CentOS 7 has been out for quite a while now, but it’s not become a standard quite yet. Since they made some big changes to the way CentOS works, migrations aren’t exactly what you’d call easy. In the end, though, CentOS 7 will be used by more and more people. Including those willing to run a web server!

NGINX is a popular option these days for a web server, mostly because it’s able to handle a very high number of concurrent requests. A popular set up is to use it as a proxy for Apache, which can then serve application requests. That will not be covered in this tutorial, though.

So, let’s set up NGINX on CentOS 7. I’m expecting a clean install here!

This tutorial has been updated on October 3rd.

Preparing your environment

First let’s start by ensuring your system is up-to-date. This will not only update any packages that may have an update pending, but will also update the repository caches ensuring that any packages added meanwhile have been added:

sudo yum update

When is asks you to continue, please type ‘y’ to ensure everything gets updated properly.

Now, where in former CentOS versions you often had to add a separate repository to get any kind of decent version of NGINX (or NGINX at all), with CentOS 7 it’s just in the main repositories.

On most servers, nginx is not available immediately without performing some additional steps. If, however, you are using an OpenVZ server and are lucky enough to have installed it with a template with the proper repository added, you are ready to go. There’s a simple check to perform to see if you need an additional repository. Run:

sudo yum install nginx

If this returns the following:

No package nginx available.

Then you need to follow these additional steps. If not, continue to the part ‘Installation’.

CentOS doesn’t ship with NGINX in its repositories by default. Therefore we need to add a different repository, called the ‘EPEL’ repository. This repository contains a lot of packages, amongst which NGINX. To add it, run:

sudo yum install https://dl.fedoraproject.org/pub/epel/epel-release-latest-7.noarch.rpm

You are now set to install nginx!

Installation

Installation is easy:

sudo yum install nginx

It again asks you if you want to continue. Several other packages have been selected as well, as NGINX requires those. Type ‘y’ again to start the installation.
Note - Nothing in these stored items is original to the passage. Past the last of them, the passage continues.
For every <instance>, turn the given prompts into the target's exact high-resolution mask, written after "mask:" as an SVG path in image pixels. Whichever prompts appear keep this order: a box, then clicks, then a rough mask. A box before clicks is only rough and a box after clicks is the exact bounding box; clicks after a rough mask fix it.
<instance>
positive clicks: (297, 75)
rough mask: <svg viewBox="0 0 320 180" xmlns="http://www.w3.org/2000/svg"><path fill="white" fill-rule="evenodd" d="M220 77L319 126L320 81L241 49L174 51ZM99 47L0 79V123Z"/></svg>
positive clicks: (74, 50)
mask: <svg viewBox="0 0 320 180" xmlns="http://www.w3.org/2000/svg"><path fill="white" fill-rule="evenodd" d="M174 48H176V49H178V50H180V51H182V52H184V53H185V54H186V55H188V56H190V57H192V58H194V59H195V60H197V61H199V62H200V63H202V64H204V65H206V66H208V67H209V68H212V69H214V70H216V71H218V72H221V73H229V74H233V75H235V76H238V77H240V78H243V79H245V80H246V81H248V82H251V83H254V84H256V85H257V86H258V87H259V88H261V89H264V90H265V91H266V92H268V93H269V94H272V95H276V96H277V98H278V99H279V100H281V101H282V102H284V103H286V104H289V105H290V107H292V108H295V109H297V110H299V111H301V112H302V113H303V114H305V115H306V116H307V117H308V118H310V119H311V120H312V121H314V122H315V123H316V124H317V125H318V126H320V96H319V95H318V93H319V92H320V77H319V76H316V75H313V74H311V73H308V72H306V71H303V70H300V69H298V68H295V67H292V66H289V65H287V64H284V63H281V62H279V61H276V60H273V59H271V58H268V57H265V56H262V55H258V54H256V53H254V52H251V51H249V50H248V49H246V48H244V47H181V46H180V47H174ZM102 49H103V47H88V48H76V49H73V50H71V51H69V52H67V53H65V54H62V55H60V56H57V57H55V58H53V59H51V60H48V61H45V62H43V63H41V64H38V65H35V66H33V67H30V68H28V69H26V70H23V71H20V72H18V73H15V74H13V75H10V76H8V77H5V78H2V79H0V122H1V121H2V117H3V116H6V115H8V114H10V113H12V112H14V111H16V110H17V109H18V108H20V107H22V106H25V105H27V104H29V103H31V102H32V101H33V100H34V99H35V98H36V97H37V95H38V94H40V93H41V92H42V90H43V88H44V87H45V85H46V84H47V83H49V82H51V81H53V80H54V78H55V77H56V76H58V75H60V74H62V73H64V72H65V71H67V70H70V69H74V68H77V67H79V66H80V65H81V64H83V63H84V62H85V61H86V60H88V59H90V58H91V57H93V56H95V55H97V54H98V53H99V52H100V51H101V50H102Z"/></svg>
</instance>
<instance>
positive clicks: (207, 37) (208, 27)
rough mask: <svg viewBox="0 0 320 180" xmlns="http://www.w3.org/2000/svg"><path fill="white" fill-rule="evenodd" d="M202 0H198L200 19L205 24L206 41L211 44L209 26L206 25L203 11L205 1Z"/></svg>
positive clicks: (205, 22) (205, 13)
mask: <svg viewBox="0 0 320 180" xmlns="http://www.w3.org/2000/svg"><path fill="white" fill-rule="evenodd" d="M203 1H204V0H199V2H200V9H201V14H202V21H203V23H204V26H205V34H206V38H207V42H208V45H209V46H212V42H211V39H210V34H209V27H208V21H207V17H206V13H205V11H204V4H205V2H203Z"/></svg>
Once the installation is finished, NGINX will have been installed but is not yet running. In order to start it, type:

sudo systemctl start nginx

You should now be able to go to you server’s IP address and you should see NGINX’s default page. That’s how easy it was!

Two more things, though:

First of all, if you reboot, NGINX won’t be started automatically. In order to achieve that, run the following command:

sudo systemctl enable nginx

The command itself doesn’t start NGINX, but ensures it starts automatically at boot. And it would be quite convenient if that were the case, of course.

Second, the default page may not be what you are looking for. So, if you want to replace the default files with something else, go to the following directory:

/usr/share/nginx/html

And modify/replace the files in there. Either do this as root (‘sudo su root’) or use sudo before every command to ensure things go well. Alternatively, you can make all the files owned by www-data, by running:

sudo chown -R www-data:www-data /usr/share/nginx/html


That’s it for this time! Hope you liked the tutorial!

 

 

mpkossen

3 Comments

  1. lolz
    just last week I tried similer tutorial with virtualmin but it gave directory error

    September 21, 2015 @ 7:21 pm | Reply
  2. Nice tutorial, btw if you want nginx installer with php/hhvm – mysql on centos 7, check otoinstall.com :)

    September 27, 2015 @ 4:08 am | Reply
  3. I followed the steps, and here is the error I got:
    This site can’t be reached
    192.168.1.30 took too long to respond.